From the way he takes his coffee in the morning—black and strong enough to knock out an elephant—to the way he led his high school hockey team to the state championships.
I want to know everything. I want to know it all.
Four hours of late night pillow talk isn’t enough. I could talk to him all day, every day, for a hundred years and never become bored.
What’s more, he seems to want to know everything about me. As we lay curled up on our sides, our gazes never wavering from one another, we forge a bond.
It’s only for the weekend.
I keep telling myself that over and over. But no matter how many times I turn that phrase over in my head, my heart doesn’t seem to care.
I’m not sure when we finally doze off. It’s hard to tell the time of day—or night—this time of year, even with the blinds closed over the windows.
Neither of us said anything when we woke up this morning close together, our hands linked on the pillows between our heads.
Instead, he’d smiled at me. Almost shyly. And what little part of my heart he hadn’t already stolen was completely his.
Now, dressed for brunch with the rest of the wedding guests and armed with a cup of coffee, I give him a serious look, catching his eye in the mirror.
“How are you feeling?”
“Fine.” He shrugs his shoulders, as if there’s something tickling the back of his neck.
“It’s okay if you aren’t. No one would blame you for feeling uncomfortable about all this. Come on.” I give him a little nudge. “This thing only works if we’re honest with each other.”
“You’re right.” He scratches the back of his head and lets his arm fall to the side. “This whole thing is awkward as hell. I don’t want it to be. I don’t want people to think I’m sulking.”
“You want people to think you’re okay.”
“Because I am okay. Mostly.” He lifts a shoulder. “Yeah, what they did sucked. But it’s not like Kelly and I were ever going to get married. It’s not like we were in love.”
“Still, it hurt.”
“It hurt my ego. Not my heart.”
We stare at each other’s reflections, and I see it in his eyes. He isn’t wounded. Not really. But he has a point to prove. He’s a man with pride. It’s my job to help him get through this weekend with it still intact.
“Well, okay then.” I nod at him. “Let’s do this then.”
He nods back at me. “Let’s do this.”
The brunch isn’t as uncomfortable as having your legs in stirrups while a gynecologist puts forceps in you for a pap smear.
But it isn’t easy either.
Walter and Kelly are all over each other. They take turns feeding each other bites off of their plates, which seems more than a little unnecessary. It’s a brunch buffet, for crying out loud. They can get up and grab something more from the spread at any time.

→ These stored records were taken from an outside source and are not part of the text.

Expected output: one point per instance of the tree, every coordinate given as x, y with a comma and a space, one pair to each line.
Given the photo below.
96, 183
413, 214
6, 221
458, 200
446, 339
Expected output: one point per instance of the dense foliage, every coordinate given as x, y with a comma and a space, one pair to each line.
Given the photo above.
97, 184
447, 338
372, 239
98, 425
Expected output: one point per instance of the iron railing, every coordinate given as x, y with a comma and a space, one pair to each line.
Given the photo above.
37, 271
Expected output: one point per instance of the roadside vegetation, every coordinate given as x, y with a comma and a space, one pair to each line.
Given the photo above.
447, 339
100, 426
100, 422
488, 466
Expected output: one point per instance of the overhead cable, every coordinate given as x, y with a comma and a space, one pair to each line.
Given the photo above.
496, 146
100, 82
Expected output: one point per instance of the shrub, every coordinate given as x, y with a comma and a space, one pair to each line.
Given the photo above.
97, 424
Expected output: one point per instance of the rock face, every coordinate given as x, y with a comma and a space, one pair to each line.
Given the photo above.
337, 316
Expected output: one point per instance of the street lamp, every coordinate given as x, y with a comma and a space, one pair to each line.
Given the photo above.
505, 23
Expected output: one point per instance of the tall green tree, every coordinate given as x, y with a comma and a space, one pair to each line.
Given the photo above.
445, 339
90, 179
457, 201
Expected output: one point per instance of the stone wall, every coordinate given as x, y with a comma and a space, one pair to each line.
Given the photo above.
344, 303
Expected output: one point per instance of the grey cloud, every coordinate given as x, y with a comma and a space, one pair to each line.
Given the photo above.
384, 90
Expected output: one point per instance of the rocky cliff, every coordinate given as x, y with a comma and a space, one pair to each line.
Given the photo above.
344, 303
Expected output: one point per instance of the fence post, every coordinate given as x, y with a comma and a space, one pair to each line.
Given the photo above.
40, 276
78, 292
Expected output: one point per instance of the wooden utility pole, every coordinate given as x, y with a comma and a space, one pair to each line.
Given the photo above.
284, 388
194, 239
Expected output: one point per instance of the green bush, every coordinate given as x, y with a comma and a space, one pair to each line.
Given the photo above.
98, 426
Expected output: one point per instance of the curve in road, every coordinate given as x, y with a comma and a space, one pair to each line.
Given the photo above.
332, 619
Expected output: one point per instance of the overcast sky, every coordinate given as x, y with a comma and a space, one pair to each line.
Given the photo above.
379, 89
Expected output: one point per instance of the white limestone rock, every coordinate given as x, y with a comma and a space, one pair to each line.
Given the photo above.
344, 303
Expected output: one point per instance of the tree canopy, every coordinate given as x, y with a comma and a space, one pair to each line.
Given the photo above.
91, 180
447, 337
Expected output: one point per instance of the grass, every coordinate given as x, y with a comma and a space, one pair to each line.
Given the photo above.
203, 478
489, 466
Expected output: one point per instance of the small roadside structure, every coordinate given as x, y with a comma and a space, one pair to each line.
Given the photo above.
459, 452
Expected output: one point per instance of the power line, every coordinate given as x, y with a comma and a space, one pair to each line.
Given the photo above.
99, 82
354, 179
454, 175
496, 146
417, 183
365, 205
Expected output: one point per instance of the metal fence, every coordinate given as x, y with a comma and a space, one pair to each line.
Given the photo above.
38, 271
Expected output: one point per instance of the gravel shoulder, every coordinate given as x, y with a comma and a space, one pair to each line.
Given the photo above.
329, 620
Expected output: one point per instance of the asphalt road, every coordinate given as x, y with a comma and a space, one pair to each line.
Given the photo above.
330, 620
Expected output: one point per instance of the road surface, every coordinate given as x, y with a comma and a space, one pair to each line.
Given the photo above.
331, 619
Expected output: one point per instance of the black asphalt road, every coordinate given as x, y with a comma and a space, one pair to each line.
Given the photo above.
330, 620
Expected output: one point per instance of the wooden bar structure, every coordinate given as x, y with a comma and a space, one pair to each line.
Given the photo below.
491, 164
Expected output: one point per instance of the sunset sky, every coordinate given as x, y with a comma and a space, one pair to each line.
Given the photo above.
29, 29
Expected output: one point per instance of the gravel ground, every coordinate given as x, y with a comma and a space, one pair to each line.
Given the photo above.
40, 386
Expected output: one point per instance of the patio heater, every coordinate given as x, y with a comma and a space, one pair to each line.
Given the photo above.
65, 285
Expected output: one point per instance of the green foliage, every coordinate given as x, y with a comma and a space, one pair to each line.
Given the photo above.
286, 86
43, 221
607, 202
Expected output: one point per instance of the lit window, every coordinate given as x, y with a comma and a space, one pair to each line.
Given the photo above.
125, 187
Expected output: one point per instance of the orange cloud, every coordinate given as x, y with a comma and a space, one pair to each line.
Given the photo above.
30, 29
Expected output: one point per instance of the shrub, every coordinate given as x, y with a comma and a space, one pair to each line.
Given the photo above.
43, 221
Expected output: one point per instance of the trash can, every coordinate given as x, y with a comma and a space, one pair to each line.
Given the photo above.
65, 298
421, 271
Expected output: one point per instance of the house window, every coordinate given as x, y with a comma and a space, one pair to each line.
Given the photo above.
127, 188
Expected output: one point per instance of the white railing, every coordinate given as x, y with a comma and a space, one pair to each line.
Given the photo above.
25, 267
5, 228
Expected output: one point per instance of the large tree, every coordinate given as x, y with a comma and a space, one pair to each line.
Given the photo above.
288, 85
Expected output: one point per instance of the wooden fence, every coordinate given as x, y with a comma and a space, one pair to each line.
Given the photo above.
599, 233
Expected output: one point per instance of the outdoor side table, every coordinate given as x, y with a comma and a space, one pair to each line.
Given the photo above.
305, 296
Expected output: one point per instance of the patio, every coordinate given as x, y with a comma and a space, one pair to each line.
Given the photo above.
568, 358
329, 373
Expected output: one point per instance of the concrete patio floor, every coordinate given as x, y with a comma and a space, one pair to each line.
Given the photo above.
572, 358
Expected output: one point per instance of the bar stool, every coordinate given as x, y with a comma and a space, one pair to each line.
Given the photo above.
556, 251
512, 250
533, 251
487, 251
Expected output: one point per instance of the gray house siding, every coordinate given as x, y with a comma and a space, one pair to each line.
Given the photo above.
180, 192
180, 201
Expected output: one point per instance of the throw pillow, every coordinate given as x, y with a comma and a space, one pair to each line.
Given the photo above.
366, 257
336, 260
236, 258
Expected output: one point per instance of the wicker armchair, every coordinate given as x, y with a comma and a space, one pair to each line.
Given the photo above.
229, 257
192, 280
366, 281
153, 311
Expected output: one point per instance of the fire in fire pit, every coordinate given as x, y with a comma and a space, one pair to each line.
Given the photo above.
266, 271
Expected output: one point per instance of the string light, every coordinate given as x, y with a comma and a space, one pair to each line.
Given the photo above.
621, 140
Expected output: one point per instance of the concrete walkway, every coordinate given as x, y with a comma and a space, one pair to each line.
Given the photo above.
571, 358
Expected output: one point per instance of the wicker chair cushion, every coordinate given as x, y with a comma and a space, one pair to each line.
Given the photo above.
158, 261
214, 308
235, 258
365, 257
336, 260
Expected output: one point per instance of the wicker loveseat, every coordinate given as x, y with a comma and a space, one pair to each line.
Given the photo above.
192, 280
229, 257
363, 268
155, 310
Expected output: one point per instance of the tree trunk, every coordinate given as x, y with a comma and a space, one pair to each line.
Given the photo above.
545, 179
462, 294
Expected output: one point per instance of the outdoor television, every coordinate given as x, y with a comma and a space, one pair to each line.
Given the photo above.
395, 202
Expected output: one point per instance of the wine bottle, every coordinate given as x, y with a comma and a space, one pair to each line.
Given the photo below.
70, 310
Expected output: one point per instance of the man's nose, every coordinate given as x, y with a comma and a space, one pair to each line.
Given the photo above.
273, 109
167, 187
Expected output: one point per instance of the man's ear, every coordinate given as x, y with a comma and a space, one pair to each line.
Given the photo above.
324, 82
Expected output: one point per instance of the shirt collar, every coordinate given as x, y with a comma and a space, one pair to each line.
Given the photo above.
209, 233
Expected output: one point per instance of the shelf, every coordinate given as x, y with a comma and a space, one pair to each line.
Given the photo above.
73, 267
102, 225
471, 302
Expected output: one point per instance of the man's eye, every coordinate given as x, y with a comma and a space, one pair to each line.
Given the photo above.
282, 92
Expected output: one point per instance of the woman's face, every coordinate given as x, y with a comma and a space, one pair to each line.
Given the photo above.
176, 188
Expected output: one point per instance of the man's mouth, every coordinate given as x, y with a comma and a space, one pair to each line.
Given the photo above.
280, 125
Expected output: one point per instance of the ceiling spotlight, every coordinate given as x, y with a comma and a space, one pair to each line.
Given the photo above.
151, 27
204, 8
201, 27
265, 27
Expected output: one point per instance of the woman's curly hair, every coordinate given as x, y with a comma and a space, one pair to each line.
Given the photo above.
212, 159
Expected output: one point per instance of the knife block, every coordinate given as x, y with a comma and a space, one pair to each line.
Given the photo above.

“It’s like they’re trying to prove something,” Stacey grumbles.
I glance up at her. She took the seat across the table from Seth and I. While it’s clear she isn’t really buying our claims of being in a three-month-long relationship, she isn’t trying to blow our cover either.
Mostly.
She asked a few probing questions—how we met, how often we see each other, and so on. Luckily, Seth and I spent part of our overnight conversation coming up with answers to these exact questions.
Seth looks up from his plate, where he’s kept his attention for most of the meal. “What was that?”
“I said they’re acting like they have to prove they’re really in love so no one will think this is a terrible idea or that they’re terrible people for getting together in the first place behind your back.” Stacey straightens her shoulders. “At least that’s one theory.”